Brian Eno once said, “I was talking to Lou Reed the other day, and he said that Velvet Underground’s first record only sold 30,000 copies in its first five years. Still, it was an extremely important record for so many people. I think everyone who bought one of those 30,000 copies created a band! So, it seems fitting that when David Bowie raised Mott the Hoople from the heap of history’s ashes, they opened their phoenix record with a cover of “Sweet Jane.”

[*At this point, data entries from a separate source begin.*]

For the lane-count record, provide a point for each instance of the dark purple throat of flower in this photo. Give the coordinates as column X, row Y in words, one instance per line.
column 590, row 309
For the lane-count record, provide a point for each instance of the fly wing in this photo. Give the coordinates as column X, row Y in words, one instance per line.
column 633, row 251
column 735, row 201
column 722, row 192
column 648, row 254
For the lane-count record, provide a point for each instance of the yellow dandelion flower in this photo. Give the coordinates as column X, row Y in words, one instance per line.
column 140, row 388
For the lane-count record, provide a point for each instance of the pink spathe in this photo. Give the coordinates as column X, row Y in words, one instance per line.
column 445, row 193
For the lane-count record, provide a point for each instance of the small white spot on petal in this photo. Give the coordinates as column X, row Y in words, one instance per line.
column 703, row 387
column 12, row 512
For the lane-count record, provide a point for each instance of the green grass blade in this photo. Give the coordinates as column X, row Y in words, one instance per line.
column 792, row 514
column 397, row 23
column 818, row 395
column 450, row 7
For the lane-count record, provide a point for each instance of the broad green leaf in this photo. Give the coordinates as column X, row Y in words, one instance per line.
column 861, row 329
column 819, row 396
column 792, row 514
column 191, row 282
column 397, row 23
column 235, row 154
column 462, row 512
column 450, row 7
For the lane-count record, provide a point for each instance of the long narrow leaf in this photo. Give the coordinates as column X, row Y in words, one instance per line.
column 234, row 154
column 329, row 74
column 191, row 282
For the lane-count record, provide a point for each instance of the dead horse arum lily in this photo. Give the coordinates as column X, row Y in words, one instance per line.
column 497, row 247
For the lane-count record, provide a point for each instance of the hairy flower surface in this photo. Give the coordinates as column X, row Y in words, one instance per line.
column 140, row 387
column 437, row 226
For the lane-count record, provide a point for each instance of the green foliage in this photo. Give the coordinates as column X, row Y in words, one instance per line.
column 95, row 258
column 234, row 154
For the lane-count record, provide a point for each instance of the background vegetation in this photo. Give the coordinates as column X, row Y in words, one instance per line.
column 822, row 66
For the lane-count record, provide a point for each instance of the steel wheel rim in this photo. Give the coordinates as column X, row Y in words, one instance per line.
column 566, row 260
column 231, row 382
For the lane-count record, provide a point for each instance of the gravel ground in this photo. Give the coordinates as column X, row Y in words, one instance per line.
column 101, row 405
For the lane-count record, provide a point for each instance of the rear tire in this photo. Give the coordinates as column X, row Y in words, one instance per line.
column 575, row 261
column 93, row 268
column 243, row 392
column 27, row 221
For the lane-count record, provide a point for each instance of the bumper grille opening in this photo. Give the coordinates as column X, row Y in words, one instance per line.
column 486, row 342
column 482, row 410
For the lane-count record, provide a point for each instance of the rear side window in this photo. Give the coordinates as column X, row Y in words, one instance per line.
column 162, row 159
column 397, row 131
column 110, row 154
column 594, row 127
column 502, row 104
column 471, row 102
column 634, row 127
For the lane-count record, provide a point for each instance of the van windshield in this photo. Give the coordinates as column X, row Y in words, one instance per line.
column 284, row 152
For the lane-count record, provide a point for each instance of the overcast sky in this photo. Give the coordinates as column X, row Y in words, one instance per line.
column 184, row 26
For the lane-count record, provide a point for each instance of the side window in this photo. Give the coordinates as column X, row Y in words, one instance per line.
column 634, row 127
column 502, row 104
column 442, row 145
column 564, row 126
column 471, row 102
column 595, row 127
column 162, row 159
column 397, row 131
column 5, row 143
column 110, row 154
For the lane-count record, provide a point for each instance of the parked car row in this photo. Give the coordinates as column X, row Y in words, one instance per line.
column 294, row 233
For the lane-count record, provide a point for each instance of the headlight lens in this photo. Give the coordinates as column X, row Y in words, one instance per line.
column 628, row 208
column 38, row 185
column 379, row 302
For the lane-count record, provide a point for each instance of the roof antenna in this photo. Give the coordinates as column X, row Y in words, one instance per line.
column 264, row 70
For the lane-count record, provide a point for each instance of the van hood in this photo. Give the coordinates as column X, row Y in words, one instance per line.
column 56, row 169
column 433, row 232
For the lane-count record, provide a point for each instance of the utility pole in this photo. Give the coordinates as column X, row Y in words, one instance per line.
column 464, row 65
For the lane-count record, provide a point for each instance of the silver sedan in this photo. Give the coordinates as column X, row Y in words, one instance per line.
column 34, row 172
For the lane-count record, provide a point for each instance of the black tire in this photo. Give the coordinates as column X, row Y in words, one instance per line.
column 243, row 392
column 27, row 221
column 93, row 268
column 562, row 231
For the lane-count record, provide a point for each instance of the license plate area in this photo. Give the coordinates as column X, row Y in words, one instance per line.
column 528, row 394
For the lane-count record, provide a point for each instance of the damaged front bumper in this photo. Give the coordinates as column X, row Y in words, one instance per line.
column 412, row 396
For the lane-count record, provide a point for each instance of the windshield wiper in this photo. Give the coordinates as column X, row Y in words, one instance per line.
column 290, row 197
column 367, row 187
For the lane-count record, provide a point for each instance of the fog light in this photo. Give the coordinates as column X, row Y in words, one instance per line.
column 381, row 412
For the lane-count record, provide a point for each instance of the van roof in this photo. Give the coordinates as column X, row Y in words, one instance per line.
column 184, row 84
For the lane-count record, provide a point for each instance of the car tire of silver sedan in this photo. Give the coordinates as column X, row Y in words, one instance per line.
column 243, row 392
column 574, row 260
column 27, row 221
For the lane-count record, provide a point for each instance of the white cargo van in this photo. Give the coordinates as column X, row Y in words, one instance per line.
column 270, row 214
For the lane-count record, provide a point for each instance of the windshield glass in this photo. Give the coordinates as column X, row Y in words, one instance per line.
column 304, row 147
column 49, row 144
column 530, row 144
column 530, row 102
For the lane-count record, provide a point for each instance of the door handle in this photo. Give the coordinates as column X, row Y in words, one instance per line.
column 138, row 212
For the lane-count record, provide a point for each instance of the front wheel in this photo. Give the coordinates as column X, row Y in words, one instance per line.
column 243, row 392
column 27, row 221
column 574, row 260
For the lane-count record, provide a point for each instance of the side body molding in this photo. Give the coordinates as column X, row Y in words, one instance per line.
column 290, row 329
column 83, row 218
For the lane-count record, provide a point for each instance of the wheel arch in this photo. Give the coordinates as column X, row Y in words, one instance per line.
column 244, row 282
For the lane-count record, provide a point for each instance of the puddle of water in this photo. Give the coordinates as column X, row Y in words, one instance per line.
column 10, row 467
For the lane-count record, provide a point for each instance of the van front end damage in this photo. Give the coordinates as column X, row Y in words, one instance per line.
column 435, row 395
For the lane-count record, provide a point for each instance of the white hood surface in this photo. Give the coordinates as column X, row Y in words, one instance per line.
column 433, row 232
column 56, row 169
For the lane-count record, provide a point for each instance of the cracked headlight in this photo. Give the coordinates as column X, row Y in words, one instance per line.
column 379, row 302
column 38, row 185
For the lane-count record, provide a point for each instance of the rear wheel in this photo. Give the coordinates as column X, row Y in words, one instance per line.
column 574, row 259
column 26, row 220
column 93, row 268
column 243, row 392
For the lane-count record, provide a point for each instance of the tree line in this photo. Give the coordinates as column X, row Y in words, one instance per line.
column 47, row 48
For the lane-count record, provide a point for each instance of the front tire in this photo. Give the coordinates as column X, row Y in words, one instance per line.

It would seem that in hindsight, Velvet fanatic David Bowie was determined not to see the Hoople become the last rock ‘n’ roll suicide whose flame was extinguished before their moonlit moment ended. arrived. At first, he offered them the unpublished ‘Suffragette City’. They refused it. Then he offered them “All the Young Dudes”. They agreed, and the rest, as they say, is history.

As well as saving a band he admired, Bowie did so as a way to move Svengali music in a more exotic direction. Mott the Hoople were trying to do Something, and their glamorous approach may not have been realized at this point, but Bowie saw something brilliant in it. Thus, it represented for him a new creative avenue.

This movement is key to understanding how Bowie approached his work. “I never ignored my strength as an interpretive performer,” he once said, “but writing a song for me never rang true. I had no problem writing something for, or working with Lou Reed, or write for Mott the Hoople. I can get into their mood and what they want to do, but I find it extremely difficult to write for myself.

As a producer, Bowie is vastly underrated (I’m still of the opinion that Iggy Pop’s “Nightclubbing” still features some of the best production work of all time), but that wasn’t the heart of his involvement on this occasion. All the young guysskyrockets on sex appeal and that cheeky sense of sexiness is one area Bowie would purr his own. Thunderingly fresh, the album heralded the collision of glam rock with Black Sabbath beef in a mighty fist.

With only eight tracks, All the young guys offers a whirlwind of freshness. It’s a choppy affair, the lyrics don’t always land, and some parts feel weirdly derivative in retrospect, but there’s also a weird foreknowledge for it in so many different areas – it’s like an assortment of what was to come . And it’s a marvel for Saturday.